Knowledgebase
Powdery Mildew? #870898
Asked May 31, 2024, 9:16 AM EDT
Anne Arundel County Maryland
Expert Response
Here is our Powdery Mildew on Flowers page:
https://extension.umd.edu/resource/powdery-mildew-disease-flowers/
Managing powdery mildew in home gardens consists of planting cultivars bred with some resistance to the disease and doing anything you can to encourage more light and airflow around the plants so that leaves do not stay wet for long periods of time. That could include thinning, watering early in the day, with water directed towards the base of the plants etc. Sanitation can help as well- you can try removing the most affected leaves and those that have fallen to reduce the pathogen load in the garden (put them in the trash), but it may soon arrive from plants from afar.

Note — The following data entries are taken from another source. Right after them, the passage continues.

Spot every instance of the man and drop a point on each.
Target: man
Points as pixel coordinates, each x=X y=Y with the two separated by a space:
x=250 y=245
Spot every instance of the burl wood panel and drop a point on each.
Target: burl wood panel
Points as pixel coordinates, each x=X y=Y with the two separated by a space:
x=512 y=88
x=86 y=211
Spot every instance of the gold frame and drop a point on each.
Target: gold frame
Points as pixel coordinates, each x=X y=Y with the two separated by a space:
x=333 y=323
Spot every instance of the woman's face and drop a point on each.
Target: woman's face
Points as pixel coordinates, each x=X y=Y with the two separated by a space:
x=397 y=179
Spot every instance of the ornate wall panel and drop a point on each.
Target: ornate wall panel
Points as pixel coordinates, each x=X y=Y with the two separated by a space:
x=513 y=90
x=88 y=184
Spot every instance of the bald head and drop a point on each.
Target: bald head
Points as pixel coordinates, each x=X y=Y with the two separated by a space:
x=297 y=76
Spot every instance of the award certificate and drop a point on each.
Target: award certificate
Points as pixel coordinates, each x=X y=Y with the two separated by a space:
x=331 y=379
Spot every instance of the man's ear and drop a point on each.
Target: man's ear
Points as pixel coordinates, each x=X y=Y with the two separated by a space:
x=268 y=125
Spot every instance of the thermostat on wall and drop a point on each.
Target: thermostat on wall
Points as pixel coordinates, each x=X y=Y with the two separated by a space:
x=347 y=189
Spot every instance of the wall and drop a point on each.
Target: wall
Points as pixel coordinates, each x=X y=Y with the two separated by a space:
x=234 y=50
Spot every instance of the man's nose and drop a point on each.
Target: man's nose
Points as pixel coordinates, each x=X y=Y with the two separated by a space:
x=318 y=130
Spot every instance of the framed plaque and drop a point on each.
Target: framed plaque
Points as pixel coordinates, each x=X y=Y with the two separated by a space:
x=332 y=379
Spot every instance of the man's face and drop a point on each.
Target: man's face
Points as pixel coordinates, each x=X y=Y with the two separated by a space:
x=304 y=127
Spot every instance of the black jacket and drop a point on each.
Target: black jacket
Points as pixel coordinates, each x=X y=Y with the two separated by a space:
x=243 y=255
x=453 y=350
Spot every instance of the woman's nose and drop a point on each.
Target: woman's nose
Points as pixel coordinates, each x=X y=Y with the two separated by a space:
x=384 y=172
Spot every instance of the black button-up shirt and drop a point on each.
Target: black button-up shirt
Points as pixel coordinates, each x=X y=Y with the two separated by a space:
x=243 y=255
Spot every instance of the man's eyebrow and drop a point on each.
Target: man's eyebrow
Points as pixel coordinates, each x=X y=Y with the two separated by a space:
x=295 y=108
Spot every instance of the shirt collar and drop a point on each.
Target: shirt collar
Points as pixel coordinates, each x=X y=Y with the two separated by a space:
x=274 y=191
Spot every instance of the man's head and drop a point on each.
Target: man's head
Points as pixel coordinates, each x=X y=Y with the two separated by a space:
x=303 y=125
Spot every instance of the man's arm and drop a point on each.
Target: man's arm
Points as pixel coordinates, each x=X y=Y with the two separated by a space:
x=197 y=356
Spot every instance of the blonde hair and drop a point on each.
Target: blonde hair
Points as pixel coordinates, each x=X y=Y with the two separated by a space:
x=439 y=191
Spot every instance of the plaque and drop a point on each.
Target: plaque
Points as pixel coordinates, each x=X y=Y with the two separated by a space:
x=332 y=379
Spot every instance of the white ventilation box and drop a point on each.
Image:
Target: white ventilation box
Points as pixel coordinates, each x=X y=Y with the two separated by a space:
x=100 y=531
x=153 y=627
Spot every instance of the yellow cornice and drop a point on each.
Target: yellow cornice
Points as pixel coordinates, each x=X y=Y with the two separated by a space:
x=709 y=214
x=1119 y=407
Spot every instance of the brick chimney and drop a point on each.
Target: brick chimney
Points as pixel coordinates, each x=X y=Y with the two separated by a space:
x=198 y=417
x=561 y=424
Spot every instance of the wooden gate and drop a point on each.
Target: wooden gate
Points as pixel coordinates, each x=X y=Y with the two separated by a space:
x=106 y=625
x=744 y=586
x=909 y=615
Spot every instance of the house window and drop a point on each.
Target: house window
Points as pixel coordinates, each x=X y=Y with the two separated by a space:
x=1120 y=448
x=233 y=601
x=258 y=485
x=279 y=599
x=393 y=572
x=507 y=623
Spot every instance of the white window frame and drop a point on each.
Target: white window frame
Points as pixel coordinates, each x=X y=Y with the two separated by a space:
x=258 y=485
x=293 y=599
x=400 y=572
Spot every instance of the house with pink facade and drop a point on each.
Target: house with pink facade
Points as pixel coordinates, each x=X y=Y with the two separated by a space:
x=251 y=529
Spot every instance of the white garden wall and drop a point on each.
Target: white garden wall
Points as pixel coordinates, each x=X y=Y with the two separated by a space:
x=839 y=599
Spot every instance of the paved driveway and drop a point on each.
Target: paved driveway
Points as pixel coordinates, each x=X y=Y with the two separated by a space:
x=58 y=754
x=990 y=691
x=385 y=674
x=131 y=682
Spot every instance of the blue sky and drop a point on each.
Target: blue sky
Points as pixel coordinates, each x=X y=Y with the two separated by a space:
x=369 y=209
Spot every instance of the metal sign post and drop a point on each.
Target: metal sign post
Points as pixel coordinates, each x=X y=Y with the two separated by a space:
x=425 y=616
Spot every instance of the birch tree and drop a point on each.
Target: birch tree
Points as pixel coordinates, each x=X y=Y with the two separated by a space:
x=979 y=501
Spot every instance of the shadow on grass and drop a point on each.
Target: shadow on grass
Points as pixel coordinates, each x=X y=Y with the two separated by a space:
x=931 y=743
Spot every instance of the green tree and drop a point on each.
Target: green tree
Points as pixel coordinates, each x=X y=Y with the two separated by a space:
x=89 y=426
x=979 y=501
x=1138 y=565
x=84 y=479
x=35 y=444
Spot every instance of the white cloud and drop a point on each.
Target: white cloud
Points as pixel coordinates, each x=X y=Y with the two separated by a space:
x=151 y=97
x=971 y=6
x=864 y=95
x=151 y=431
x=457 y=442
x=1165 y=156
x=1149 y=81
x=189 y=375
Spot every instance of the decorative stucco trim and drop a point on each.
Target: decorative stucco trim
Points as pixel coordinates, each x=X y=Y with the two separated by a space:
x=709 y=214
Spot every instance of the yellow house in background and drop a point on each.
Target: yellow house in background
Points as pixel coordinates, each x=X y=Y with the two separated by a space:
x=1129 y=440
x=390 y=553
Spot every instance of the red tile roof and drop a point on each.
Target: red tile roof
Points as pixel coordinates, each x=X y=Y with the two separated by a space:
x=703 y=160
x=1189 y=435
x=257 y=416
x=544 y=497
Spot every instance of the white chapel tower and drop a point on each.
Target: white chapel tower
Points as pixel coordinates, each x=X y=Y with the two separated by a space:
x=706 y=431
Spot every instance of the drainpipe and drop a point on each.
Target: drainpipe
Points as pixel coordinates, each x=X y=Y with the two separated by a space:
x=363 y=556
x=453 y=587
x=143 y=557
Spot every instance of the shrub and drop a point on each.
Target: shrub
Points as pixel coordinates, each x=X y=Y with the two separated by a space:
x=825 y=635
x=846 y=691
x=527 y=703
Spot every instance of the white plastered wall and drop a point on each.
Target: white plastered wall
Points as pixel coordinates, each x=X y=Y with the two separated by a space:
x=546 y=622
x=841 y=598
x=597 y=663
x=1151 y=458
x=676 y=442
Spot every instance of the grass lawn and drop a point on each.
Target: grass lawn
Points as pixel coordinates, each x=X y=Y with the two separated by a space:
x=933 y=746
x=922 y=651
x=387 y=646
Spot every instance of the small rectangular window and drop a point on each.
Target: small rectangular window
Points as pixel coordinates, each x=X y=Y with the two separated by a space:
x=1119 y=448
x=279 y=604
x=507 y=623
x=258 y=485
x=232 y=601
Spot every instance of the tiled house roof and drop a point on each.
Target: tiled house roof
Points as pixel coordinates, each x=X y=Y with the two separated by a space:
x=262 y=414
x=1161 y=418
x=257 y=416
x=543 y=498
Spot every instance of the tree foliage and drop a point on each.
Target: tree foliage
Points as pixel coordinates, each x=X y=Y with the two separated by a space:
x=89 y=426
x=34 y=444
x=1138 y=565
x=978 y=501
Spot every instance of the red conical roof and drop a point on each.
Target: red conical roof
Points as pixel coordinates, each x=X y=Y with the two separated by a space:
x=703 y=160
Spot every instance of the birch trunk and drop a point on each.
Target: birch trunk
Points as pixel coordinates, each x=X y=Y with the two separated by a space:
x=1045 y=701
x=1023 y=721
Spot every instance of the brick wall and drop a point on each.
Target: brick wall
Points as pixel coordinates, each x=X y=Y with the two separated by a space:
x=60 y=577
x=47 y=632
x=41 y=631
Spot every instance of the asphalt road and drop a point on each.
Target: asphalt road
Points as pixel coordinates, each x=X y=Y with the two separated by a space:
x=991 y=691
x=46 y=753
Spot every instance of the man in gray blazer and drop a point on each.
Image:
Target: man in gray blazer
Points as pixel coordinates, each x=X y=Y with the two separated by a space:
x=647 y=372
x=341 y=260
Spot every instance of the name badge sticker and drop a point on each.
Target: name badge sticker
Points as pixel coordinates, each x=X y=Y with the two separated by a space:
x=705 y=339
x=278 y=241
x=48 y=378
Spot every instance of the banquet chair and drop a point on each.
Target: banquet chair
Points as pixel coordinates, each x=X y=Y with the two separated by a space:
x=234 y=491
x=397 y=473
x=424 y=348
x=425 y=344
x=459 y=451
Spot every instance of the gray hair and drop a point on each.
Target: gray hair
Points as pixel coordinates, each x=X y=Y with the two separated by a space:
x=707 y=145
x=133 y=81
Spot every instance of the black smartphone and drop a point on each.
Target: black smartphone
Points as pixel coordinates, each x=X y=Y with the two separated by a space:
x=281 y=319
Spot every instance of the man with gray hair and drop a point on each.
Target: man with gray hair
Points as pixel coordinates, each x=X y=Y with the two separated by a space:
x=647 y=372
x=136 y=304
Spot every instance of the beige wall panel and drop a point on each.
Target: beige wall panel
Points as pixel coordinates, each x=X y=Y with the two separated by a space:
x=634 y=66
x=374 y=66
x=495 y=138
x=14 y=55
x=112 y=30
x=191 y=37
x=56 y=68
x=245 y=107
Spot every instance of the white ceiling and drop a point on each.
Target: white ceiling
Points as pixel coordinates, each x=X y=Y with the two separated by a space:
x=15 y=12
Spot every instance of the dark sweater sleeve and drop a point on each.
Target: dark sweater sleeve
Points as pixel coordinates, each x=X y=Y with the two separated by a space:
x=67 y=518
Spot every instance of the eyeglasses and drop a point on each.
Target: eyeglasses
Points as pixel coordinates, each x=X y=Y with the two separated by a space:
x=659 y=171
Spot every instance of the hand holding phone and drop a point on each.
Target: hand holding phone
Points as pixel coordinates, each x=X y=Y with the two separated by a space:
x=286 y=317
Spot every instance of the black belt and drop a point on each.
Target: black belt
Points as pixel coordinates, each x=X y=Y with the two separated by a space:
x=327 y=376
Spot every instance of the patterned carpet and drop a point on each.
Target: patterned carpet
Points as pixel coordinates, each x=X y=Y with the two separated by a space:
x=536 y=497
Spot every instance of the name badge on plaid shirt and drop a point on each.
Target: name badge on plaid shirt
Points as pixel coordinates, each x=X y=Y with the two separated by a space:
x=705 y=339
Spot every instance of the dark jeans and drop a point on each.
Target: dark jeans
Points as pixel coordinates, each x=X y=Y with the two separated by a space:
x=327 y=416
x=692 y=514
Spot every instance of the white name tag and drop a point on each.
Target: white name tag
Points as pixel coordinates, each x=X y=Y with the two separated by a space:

Are you a commercial or green industry professional?
You could consider using a fungicide, but they are not curative- they only slow the disease down and need repeated applications, which we don't generally recommend for home gardeners.
Christine
If you cut them back and keep them, they might grow back more mildew-free or might not...it's hard to predict, and spores can always blow-in from elsewhere and create new infections if the conditions remain suitable for infection (warm days, cooler nights, high humidity). Some individual Monarda plants, even among the straight species, could have higher or lower resistance to infection than others. While thinning them out either now or as they regrow may help improve air circulation to keep leaf surfaces drier to suppress infection spread, in this case, the plants don't look too crowded to benefit much from thinning, but it would not hurt (other than potentially reducing flowering) to try if you wanted to experiment.